El enamorarse y el casarse es la forma elemental en que nosotros experimentamos con el máximo de intensidad emotiva nuestro ser para la comunidad y nuestro ser comunidad. Existe solo otra experiencia que tiene una intensidad parangonable y quizá incluso superior: es la experiencia de la relación entre los padres y el hijo, y de manera particular entre la madre y el hijo. El hijo es llevado en el cuerpo de la madre, y aquí el ser parte uno del otro, el ser juntamente individuo y comunidad, asume una evidencia carnal.
El cruce de relaciones sexuales y de procreación en el interior de la familia hace de ésta la institución por excelencia en la que se aprende el dinamismo propio del ser personal.
Donde la familia, en cuanto institución, se debilita, se debilita también la autoconsciencia del hombre como persona y prevalece o bien un individualismo absoluto o, al contrario, una forma de colectivismo en que el individuo es absorbido en el conjunto de las relaciones sociales de las cuales no puede autonomizarse. En la familia se crean las estructuras psíquicas y morales que permiten mantener el delicado equilibrio entre individuo y comunidad, entre libertad y solidaridad, sobre el cual se rige nuestra civilización.

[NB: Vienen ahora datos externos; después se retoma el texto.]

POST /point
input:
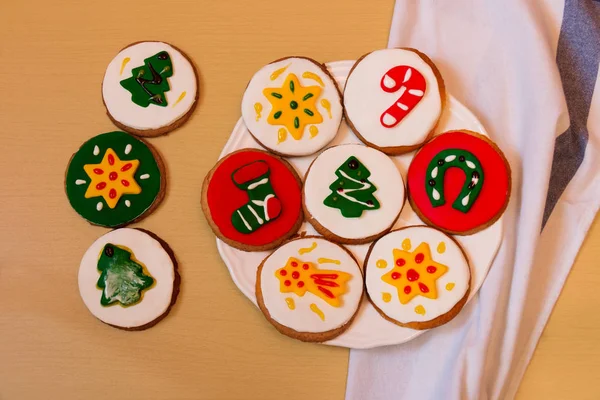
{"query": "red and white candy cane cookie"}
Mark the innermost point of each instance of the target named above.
(459, 182)
(393, 99)
(253, 200)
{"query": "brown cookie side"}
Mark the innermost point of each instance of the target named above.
(332, 236)
(165, 129)
(398, 150)
(492, 220)
(439, 320)
(323, 67)
(304, 336)
(233, 243)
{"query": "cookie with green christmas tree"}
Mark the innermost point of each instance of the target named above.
(353, 194)
(128, 279)
(115, 179)
(150, 88)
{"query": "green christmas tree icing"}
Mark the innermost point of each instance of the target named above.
(148, 83)
(122, 279)
(352, 192)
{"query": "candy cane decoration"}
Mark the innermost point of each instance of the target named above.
(411, 85)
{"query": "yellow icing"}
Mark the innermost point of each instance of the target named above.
(406, 245)
(123, 64)
(281, 135)
(290, 302)
(317, 310)
(278, 72)
(328, 261)
(326, 105)
(258, 109)
(181, 96)
(305, 250)
(441, 247)
(314, 77)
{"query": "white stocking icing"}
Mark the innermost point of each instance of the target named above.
(366, 100)
(118, 99)
(451, 286)
(384, 176)
(155, 300)
(326, 107)
(304, 317)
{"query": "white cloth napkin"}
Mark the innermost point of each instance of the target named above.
(528, 70)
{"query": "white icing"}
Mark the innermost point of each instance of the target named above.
(156, 299)
(458, 273)
(118, 100)
(366, 101)
(302, 319)
(266, 133)
(384, 175)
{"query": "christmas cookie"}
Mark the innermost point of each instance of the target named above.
(115, 179)
(292, 106)
(252, 200)
(459, 182)
(353, 194)
(393, 99)
(150, 88)
(417, 277)
(309, 289)
(128, 279)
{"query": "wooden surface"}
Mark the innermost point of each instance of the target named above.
(215, 344)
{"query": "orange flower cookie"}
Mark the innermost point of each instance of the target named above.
(310, 289)
(417, 277)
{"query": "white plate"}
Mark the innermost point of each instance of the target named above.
(369, 329)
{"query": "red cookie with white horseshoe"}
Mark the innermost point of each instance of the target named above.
(393, 99)
(459, 182)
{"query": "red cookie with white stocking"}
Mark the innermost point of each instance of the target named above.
(393, 99)
(459, 182)
(252, 200)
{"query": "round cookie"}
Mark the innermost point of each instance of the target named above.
(252, 200)
(292, 106)
(393, 99)
(309, 289)
(459, 182)
(115, 179)
(417, 277)
(353, 194)
(150, 88)
(128, 279)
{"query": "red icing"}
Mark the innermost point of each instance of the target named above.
(411, 86)
(493, 195)
(223, 198)
(412, 275)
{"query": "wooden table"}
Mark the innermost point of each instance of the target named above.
(214, 344)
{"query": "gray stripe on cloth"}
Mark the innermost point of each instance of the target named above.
(577, 58)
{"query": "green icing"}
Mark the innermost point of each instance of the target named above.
(352, 192)
(436, 170)
(138, 203)
(121, 279)
(148, 83)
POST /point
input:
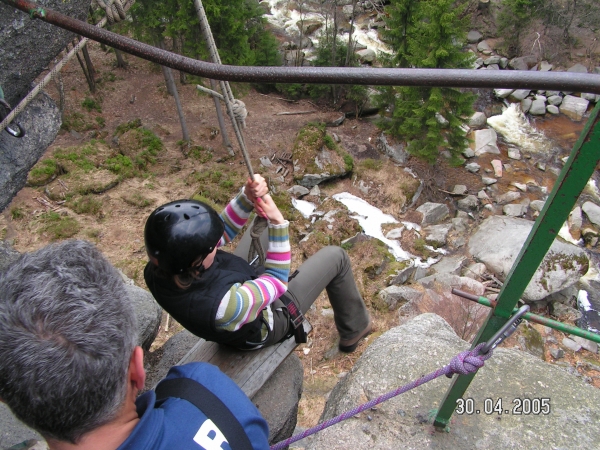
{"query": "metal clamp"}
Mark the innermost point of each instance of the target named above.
(13, 128)
(507, 329)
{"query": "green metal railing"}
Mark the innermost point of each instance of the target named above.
(555, 324)
(569, 185)
(572, 179)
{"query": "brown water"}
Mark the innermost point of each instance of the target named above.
(560, 129)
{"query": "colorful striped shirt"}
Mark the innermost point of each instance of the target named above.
(244, 301)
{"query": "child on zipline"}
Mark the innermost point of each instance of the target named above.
(220, 297)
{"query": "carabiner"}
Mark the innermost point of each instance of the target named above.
(507, 329)
(13, 128)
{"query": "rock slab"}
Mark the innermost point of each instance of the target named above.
(427, 343)
(562, 266)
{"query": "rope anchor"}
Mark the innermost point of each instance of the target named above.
(467, 362)
(12, 128)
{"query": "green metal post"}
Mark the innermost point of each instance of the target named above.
(555, 324)
(575, 174)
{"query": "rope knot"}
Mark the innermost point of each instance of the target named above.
(469, 361)
(240, 112)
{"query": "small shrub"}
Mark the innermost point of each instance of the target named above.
(420, 247)
(43, 172)
(93, 233)
(293, 90)
(77, 122)
(131, 125)
(121, 165)
(200, 154)
(371, 164)
(329, 142)
(59, 227)
(349, 162)
(137, 199)
(91, 104)
(17, 213)
(79, 159)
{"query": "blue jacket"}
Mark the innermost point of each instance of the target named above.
(176, 423)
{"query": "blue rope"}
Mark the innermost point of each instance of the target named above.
(464, 363)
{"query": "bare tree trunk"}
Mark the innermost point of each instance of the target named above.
(350, 48)
(61, 95)
(90, 66)
(334, 49)
(84, 69)
(566, 34)
(178, 48)
(298, 61)
(224, 135)
(172, 89)
(121, 63)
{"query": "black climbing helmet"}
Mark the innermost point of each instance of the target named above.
(178, 233)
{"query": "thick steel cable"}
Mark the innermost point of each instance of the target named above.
(458, 78)
(57, 68)
(469, 361)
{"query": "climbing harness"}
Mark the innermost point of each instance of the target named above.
(40, 13)
(465, 363)
(14, 129)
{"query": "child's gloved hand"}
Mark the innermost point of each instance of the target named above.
(266, 207)
(255, 189)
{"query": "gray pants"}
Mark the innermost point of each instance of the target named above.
(328, 269)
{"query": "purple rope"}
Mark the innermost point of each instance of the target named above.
(464, 363)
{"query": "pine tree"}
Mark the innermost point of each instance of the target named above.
(427, 34)
(239, 30)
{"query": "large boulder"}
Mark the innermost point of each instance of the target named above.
(27, 46)
(574, 107)
(486, 141)
(40, 121)
(148, 314)
(278, 399)
(427, 343)
(563, 265)
(317, 157)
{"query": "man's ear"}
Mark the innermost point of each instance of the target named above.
(137, 374)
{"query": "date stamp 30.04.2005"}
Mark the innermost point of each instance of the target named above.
(491, 406)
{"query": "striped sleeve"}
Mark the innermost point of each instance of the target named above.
(235, 215)
(244, 301)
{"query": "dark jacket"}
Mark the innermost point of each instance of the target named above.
(195, 308)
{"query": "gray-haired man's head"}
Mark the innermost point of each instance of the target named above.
(67, 332)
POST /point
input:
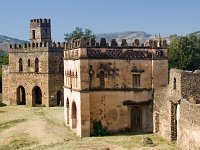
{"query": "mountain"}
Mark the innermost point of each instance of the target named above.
(6, 41)
(130, 36)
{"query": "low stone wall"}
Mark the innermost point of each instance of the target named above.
(189, 126)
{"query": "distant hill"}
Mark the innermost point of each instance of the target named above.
(195, 33)
(6, 41)
(130, 36)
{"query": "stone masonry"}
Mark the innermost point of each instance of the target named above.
(35, 72)
(112, 83)
(176, 109)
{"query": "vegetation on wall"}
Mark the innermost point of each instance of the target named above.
(3, 61)
(184, 52)
(79, 33)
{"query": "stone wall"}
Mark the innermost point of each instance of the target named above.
(189, 125)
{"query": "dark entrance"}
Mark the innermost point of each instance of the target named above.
(173, 121)
(21, 96)
(136, 119)
(37, 95)
(59, 98)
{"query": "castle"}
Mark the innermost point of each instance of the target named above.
(176, 109)
(35, 72)
(112, 83)
(125, 87)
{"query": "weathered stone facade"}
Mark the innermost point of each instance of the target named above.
(176, 109)
(35, 72)
(113, 84)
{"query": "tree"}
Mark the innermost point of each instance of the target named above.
(184, 52)
(79, 33)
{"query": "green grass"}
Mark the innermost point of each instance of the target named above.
(11, 123)
(17, 141)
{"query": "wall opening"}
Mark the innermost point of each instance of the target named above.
(20, 65)
(59, 95)
(74, 115)
(36, 65)
(136, 119)
(21, 96)
(37, 95)
(67, 106)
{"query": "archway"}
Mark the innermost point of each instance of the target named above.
(136, 119)
(37, 95)
(59, 95)
(67, 107)
(74, 115)
(21, 96)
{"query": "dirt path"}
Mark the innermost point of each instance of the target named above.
(43, 128)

Esto, por otra parte, no debería maravillarnos: la persona es engendrada y se constituye en la familia. El modo en que la persona se constituye y la forma de autoconsciencia que ella despliega, y luego aplica a todas las dimensiones de su obrar social, depende necesariamente de la experiencia originaria que ella vive en la familia, y, por consiguiente, de la estructura de familia en que esta experiencia originaria tiene lugar. Por esto podemos decir que del destino de la familia depende el destino de la civilización.